Young boys should be encouraged to play with toy guns and other weapons at nursery to get them interested in education, according to government advice.

Young boys should be encouraged to play with toy guns and other weapons at nursery to get them interested in education, according to government advice.

The guidance told nursery staff to resist their “natural instinct” to stop boys playing with weapons in games with other toddlers.

But teachers condemned the advice, warning that toy guns “symbolise aggression”.

The guidance - Confident, Capable and Creative: Supporting Boys' Achievements - was issued by the Department for Children, Schools and Families.

It said: “Sometimes practitioners find the chosen play of boys more difficult to understand and value than that of girls.
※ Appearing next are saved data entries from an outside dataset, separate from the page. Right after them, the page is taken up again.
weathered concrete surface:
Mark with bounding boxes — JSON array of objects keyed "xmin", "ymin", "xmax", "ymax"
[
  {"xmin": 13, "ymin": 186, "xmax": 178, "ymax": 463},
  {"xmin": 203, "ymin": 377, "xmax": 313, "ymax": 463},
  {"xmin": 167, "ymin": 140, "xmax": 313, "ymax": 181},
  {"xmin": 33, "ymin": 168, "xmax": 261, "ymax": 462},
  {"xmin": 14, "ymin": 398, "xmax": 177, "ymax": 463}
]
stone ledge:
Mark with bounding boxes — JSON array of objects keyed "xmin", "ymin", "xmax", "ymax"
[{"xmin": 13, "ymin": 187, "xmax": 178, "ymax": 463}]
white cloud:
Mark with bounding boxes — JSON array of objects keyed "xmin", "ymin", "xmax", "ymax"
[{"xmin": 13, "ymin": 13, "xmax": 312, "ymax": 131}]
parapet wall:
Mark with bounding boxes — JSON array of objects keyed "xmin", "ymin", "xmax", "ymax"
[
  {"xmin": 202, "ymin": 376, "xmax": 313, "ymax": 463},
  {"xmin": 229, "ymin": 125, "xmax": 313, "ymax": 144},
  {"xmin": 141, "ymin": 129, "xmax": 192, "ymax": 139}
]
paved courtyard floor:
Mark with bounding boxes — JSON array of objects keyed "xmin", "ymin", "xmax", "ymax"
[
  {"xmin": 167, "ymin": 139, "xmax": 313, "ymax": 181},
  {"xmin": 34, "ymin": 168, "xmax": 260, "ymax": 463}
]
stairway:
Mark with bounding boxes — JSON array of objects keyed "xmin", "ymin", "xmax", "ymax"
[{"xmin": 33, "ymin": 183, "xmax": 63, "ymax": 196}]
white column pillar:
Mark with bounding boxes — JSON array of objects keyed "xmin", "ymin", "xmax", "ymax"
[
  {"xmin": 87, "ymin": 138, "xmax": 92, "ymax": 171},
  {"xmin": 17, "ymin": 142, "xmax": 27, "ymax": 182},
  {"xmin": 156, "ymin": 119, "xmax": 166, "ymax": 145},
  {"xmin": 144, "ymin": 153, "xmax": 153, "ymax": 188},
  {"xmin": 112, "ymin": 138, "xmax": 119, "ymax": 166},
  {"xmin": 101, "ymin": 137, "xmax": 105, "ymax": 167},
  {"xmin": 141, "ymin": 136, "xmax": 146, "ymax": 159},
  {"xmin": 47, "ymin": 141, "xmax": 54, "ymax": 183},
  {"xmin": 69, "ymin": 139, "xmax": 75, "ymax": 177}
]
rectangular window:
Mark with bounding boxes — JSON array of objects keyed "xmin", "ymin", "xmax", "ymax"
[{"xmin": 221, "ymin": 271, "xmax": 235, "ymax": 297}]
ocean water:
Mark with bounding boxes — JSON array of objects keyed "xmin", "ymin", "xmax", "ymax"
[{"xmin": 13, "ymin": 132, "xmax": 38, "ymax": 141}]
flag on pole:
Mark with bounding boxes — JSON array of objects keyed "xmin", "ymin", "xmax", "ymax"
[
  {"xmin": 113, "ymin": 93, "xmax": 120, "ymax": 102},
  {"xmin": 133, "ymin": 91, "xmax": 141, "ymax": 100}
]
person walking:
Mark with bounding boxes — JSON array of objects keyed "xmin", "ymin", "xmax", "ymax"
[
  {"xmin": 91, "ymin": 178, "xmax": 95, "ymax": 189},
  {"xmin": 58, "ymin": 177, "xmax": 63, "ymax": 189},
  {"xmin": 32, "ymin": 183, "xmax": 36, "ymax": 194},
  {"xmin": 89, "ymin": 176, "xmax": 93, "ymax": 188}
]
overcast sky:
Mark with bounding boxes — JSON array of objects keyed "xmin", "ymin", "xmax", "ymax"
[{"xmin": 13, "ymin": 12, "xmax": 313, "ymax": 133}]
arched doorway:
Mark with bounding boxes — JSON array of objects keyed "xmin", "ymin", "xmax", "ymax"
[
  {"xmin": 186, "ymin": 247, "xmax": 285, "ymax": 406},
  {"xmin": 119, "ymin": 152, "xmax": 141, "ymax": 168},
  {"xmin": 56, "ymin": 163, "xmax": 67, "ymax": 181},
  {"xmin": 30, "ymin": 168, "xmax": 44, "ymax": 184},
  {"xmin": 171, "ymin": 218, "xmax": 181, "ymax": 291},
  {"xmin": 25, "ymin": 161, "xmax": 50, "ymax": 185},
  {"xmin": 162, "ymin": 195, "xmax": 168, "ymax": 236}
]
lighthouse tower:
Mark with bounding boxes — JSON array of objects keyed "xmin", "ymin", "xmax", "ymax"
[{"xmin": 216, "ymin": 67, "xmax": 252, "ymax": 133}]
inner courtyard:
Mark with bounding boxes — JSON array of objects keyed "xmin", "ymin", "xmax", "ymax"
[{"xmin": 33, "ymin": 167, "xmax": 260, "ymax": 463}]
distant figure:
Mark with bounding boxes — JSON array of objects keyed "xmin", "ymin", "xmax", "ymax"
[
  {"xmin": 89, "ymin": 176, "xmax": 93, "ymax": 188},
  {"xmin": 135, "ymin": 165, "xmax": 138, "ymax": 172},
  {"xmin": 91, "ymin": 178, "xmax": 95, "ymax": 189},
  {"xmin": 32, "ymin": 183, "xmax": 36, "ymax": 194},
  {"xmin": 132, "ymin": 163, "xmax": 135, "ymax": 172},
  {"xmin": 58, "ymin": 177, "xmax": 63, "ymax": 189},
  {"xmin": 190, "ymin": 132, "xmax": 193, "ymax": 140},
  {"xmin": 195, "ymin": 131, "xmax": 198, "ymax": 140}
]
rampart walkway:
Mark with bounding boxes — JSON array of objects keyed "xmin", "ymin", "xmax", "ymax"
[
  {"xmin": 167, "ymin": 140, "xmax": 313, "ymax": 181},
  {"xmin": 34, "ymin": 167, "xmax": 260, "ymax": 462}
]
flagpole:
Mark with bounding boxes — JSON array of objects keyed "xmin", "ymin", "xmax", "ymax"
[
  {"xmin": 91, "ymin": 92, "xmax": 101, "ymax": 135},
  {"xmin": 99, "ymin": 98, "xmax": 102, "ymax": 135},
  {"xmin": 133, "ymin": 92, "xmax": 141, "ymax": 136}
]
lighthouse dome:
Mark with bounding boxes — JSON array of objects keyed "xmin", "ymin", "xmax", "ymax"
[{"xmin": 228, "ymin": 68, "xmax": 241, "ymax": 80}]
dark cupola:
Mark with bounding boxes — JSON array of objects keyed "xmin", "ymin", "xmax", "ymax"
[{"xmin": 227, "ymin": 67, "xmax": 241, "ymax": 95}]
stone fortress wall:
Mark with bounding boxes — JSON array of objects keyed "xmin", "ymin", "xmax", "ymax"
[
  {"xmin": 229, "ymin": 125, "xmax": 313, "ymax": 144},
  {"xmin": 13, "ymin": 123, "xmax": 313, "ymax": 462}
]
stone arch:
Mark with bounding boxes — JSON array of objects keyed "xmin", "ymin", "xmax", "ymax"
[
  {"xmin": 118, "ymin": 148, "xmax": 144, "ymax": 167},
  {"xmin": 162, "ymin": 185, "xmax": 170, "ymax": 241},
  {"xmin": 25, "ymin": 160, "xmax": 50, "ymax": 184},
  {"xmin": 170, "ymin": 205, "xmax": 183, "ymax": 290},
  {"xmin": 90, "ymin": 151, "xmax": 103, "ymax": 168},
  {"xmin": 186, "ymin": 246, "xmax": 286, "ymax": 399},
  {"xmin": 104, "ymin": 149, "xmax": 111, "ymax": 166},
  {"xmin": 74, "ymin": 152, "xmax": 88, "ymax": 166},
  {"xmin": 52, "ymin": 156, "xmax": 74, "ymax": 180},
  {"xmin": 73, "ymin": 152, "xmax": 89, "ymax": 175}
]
“They may choose activities in which adults involve themselves least, or play that involves more action and a greater use of the available space, especially outdoors.

“Images and ideas gleaned from the media are common starting points in boys' play and may involve characters with special powers or weapons.

“Adults can find this type of play particularly challenging and have a natural instinct to stop it.

“This is not necessary as long as practitioners help the boys to understand and respect the rights of other children and to take responsibility for the resources and environment.”

Even as toddlers boys begin falling behind girls in their educational development, a pattern which continues throughout their later years at school.

The guidance aims to help boys improve by “creating the right conditions for boys' learning” before they start formal primary education.

Making use of boys' interests can help them become more engaged in their education, the document suggested.

But the National Union of Teachers criticised the advice on toy guns.

NUT general secretary Steve Sinnott said: “The real problem with weapons is that they symbolise aggression.

“We do need to ensure, whether the playing is rumbustious or not, that there is a respect for your peers, however young they are.”

Children's minister Beverley Hughes defended the advice.

She said: “The guidance simply takes a common-sense approach to the fact that many young children, and perhaps particularly many boys, like boisterous, physical activity.”